Le bidet, un symbole de mauvaise vie[1]
En vérité, le bidet, apparu en France vers 1710, était, avant même l’arrivée de l’eau courante, un meuble « pour filles, dans le sens où la société a toujours mis un point d’honneur à insister sur la nécessité de la propreté de l’entre-jambes des dames.[2] » Parce qu’il est associé à la toilette intime féminine, cet objet que l’on doit chevaucher évoque non seulement le sexe, mais la prostitution, les maisons closes, les lavements, la contraception, la nudité… Autant de tabous et de fantasmes finalement vaincus par la morale et la pudibonderie, mais aussi – ironie du sort –, par la démocratisation du papier toilette dès le début des années 1960.
Le WC lavant, un objet sans genre
Autant le bidet est inconvenant, autant le WC lavant est à l’abri de tout soupçon. Cet équipement « dégenré », donc neutre, sur lequel on ne s’assoit pas à califourchon mais comme sur un siège, est nettement plus recommandable dans l’inconscient collectif. Légitimé par l’électronique (et, de ce point de vue, masculinisé), il se veut le nouvel indispensable de l’hygiène, décent et technique, mais… très coûteux en Europe, où les fabricants ont fait le choix (à tort ?) du haut de gamme.
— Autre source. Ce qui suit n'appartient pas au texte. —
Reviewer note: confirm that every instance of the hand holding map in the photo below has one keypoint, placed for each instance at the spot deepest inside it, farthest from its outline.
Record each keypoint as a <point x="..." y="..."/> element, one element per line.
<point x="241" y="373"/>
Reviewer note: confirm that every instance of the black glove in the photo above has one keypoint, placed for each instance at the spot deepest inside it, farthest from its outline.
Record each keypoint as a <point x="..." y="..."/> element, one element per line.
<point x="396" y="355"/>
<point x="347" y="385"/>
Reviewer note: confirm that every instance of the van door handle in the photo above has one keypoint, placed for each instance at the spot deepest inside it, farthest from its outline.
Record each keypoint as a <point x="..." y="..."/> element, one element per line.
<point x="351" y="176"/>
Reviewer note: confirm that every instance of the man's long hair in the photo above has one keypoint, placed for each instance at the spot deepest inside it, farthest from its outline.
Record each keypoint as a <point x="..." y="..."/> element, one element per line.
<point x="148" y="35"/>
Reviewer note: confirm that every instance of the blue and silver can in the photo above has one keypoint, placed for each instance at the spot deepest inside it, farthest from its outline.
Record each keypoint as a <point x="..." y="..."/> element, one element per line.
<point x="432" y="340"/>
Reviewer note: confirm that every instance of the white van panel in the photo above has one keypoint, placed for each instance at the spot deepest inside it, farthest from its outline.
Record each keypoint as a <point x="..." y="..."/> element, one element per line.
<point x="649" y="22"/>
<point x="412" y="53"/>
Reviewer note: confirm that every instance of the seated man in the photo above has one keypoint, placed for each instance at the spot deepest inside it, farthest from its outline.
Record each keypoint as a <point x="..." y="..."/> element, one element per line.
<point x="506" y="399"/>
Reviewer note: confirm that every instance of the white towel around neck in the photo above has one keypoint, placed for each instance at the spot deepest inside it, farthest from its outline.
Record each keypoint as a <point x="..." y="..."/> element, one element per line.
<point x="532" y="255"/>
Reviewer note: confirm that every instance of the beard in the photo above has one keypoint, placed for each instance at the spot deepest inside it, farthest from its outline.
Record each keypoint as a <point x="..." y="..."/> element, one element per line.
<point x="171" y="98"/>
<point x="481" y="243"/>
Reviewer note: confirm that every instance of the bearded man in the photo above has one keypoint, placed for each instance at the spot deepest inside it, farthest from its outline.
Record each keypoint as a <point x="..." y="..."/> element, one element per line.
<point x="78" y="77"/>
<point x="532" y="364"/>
Résultat : malgré une bonne dizaine d’années d’effort et de marketing, le marché reste de niche, évalué à moins de 5 000 pièces en 2018 par l’Afisb.
Quand l’écologie rencontre l’hygiène
Mais, on l’a vu, aussi « propre sur lui » soit-il, le WC lavant ne permet pas plus que le bidet ou la douchette hygiénique de se passer de papier toilette, dispendieux en arbres et en eau. Les défenseurs de l’environnement qui, dans ce cas précis, sont avant tout des femmes (les revoilà dans la partie !), partagent leurs astuces sur les réseaux sociaux. Elles sont prêtes à chasser le PQ des toilettes comme le coton de la salle de bains grâce aux mêmes disques lavables en tissu, lesquels, associés à l’une ou l’autre des solutions d’hygiène par l’eau, deviennent des mini et très efficaces serviettes de toilette faciles à glisser dans le lave-linge. Alors, WC ou abattant lavant, bidet ou douchette hygiénique, que décideront-elles ? Notons que les deux derniers produits cités ont l’avantage d’un prix abordable et de se passer de raccordement électrique. Deux atouts en France.
[1] Titre emprunté à Roger-Henri Guerrand et Julia Csergo, Le confident des dames, Editions La Découverte.
[2] Le bidet, l’objet caché, dossier réalisé par Paulo Jorge Dias, étudiant de la Filière Architecture d’intérieur 2018-2019, sous la direction de Roberto Zancan, HEAD Genève, Suisse.